Eu costumava ver as mulheres que usavam véu como criaturas quietas e oprimidas – até que eu fui capturada pelo Talebã. Em setembro de 2001, apenas 15 dias depois dos ataques terroristas nos Estados Unidos, eu entrei furtivamente no Afeganistão, vestida com uma burca azul, pretendendo escrever um relato jornalístico da vida sob o regime repressivo. Ao invés disso fui descoberta, presa e detida por 10 dias. Eu cuspi e praguejei contra meus captores; eles me chamaram de mulher “má” mas me deixaram ir após eu prometer ler o Alcorão e estudar o Islã. (Francamente, eu não sei ao certo quem estava mais feliz com a minha libertação - eles ou eu.) De volta ao lar em Londres, eu mantive a minha palavra sobre estudar o Islã - e estava admirada com o que havia descoberto. Eu esperava capítulos do Alcorão sobre como bater em sua esposa e oprimir suas filhas; ao invés disso, encontrei passagens promovendo a liberação das mulheres. Dois anos e meio após a minha captura eu me converti ao Islã, provocando uma mistura de perplexidade, decepção e encorajamento entre amigos e parentes.

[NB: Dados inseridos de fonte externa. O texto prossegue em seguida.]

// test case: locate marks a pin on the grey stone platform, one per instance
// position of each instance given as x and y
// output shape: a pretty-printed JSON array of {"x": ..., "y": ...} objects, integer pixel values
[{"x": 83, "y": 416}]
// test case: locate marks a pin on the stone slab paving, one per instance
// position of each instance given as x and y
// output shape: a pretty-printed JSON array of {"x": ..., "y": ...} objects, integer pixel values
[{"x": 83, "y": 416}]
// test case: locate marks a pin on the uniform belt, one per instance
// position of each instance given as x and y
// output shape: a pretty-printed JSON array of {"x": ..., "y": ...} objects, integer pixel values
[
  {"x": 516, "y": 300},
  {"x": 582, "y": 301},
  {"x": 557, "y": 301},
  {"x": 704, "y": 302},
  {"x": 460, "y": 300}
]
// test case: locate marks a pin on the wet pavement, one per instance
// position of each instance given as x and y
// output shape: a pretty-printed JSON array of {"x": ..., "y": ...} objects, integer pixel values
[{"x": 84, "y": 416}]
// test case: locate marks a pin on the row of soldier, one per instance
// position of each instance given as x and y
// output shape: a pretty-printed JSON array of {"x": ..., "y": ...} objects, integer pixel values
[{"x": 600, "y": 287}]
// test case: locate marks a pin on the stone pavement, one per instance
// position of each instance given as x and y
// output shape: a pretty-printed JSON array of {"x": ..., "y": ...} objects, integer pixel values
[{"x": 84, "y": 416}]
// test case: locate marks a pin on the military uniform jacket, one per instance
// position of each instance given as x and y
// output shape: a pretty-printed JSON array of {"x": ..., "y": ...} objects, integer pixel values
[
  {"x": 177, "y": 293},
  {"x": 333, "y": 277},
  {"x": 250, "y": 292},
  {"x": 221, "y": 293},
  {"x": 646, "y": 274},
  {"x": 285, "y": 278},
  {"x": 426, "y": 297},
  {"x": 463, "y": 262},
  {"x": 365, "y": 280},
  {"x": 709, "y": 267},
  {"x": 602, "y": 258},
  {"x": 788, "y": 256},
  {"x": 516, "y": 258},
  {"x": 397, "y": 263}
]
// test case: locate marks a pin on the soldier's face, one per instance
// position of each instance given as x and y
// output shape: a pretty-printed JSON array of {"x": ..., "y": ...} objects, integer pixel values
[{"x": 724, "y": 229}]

Agora, com desgosto e tristeza eu assisto aqui na Grã-Bretanha o ex-secretário do Exterior Jack Straw descrever o niqab islâmico – o véu que cobre a face e revela apenas os olhos – como uma barreira indesejável à integração, com o Primeiro-Ministro Tony Blair, o escritor Salman Rushdie e o Primeiro-Ministro italiano Romano Prodi correndo em sua defesa. Tendo estado em ambos os lados do véu, eu posso dizer que a maioria dos políticos e jornalistas ocidentais que lamentam a opressão das mulheres no mundo islâmico não têm idéia do que estão falando. Eles falam de véus, noivas-crianças, circuncisão feminina, crimes de honra e casamentos forçados, e erradamente culpam o Islã por tudo isso - sua arrogância superada apenas por sua ignorância. Essas questões e costumes culturais não têm nada a ver com o Islã. Uma leitura cuidadosa do Alcorão mostra que tudo pelo qual as feministas lutaram nos anos 70 estava disponível para as muçulmanas há 1.400 anos. As mulheres no Islã são consideradas iguais aos homens em espiritualidade, educação e valor, e o dom de uma mulher para ter filhos e educá-los é considerado um atributo positivo. Quando o Islã oferece tanto às mulheres, por que os homens ocidentais são tão obcecados com a vestimenta das muçulmanas? Até os ministros do governo britânico Gordon Brown e John Reid fizeram observações disparatadas sobre o niqab – e eles nasceram ao longo da fronteira escocesa, onde homens usam saias.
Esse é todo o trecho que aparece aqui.